The period referred to in the report, from 21 October 2024 to 4 February 2025, related to the time White stood down as WiseTech CEO and took on the new role of “founder and founding CEO” when he had to report to the chair and the board of the company.

“WTC did not have appropriate visibility of the dealings or control over work-product or intellectual property produced,” says the report by Seyfarth Shaw which investigated the relationship with the supplier as far back as 2022.

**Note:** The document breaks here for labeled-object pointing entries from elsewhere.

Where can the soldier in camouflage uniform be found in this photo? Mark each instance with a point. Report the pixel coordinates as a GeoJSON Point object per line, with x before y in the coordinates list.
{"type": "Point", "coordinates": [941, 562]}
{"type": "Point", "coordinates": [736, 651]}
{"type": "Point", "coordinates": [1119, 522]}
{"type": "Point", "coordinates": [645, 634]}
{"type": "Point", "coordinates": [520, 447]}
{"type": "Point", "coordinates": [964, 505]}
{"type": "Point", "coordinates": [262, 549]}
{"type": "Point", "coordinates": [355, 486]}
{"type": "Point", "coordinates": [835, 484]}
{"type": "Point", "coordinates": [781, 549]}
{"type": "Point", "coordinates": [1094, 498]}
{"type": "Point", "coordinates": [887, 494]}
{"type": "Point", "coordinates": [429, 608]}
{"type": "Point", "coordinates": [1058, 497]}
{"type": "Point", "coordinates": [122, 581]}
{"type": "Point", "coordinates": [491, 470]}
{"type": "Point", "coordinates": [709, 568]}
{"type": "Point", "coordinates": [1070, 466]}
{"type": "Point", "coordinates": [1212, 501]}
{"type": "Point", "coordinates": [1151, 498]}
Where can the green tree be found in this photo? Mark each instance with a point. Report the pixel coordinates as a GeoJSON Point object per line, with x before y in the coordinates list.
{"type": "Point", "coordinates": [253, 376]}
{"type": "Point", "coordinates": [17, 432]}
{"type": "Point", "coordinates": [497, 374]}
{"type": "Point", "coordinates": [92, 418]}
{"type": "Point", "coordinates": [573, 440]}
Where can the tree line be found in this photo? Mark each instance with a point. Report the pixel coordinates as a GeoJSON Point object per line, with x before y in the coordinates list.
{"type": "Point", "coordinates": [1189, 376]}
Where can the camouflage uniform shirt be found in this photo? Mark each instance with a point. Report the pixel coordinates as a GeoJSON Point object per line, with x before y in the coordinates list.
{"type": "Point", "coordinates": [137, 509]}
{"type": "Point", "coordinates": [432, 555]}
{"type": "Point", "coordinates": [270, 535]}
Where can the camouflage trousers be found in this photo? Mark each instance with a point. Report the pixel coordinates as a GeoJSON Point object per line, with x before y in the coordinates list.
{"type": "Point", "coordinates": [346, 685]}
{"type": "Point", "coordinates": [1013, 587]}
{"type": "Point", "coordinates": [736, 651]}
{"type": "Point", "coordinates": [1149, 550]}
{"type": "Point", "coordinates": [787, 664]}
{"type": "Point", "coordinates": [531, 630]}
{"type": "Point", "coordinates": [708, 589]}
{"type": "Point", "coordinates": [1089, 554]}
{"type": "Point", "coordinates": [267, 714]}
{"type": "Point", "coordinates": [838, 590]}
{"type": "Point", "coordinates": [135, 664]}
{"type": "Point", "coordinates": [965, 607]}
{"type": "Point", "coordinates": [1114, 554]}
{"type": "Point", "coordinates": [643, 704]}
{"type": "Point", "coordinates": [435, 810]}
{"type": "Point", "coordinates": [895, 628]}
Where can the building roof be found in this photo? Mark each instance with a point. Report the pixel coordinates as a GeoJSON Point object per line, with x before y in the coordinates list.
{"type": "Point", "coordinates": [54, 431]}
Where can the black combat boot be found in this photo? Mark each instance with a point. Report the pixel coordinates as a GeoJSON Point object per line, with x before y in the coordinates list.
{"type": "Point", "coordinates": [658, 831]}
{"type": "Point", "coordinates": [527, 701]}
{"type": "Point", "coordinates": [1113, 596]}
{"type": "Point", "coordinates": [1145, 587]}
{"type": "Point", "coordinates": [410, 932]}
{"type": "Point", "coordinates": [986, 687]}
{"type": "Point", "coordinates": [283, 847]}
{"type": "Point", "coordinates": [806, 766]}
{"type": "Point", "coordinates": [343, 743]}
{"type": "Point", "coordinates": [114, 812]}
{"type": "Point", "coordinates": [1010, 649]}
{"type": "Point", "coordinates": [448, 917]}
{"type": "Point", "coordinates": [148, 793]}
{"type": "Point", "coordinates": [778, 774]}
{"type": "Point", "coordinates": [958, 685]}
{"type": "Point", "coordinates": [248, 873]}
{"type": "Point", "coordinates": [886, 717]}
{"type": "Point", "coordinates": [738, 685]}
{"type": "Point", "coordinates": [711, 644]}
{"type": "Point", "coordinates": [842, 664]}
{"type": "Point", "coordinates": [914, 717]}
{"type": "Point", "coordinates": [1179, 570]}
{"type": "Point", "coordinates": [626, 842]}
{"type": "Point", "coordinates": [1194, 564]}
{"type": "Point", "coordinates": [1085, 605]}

“The arrangements between the supplier and WTC did not comply with expected standards for good contract management and did not adequately protect WTC’s interests.

“The commercial terms of the arrangement did not have appropriate regard to the delegated authority of the then-CEO (Andrew Cartledge).”

However, the review found no evidence that White gained personal financial benefit from the supplier arrangement he had directly negotiated with Person B.

WiseTech says that while White describes these matters as personal in nature, “with the benefit of hindsight he would have more fulsomely disclosed them to the board and handled the contracting process differently”.

“Mr White accepts the findings of the board review and has committed to, and is supportive of, a new and more stringent code of conduct in respect of such matters.

“Mr White understands the importance of his role in creating and influencing the culture of the business, and the seriousness of his actions.”

The board says that White is “deeply grateful” to have been reinstated to lead WiseTech as executive chairman.

“He is committed to contributing to the success of the company he co-founded,” the company says.

The latest appendix to the report being compiled by the special advisers follows an earlier update in November last year that included allegations of bullying against White by former director Christine Holman.

After contemplating whether such behaviour was still occurring, Seyfarth Shaw concluded in that report that “there has not been repeated unreasonable behaviour, or behaviour that could be characterised as ‘bullying’ or ‘intimidatory’ or otherwise unlawful”.

In this report, Seyfarth Shaw describes White’s “direct approach” as leading to “robust and challenging discussions” at times.

“This is generally consistent with the process of ‘creative abrasion’, which was widely acknowledged in the review to create significant value for the organisation,” said the report.

“However, there is the capacity for managers to find this uncomfortable and confronting, particularly in group settings.”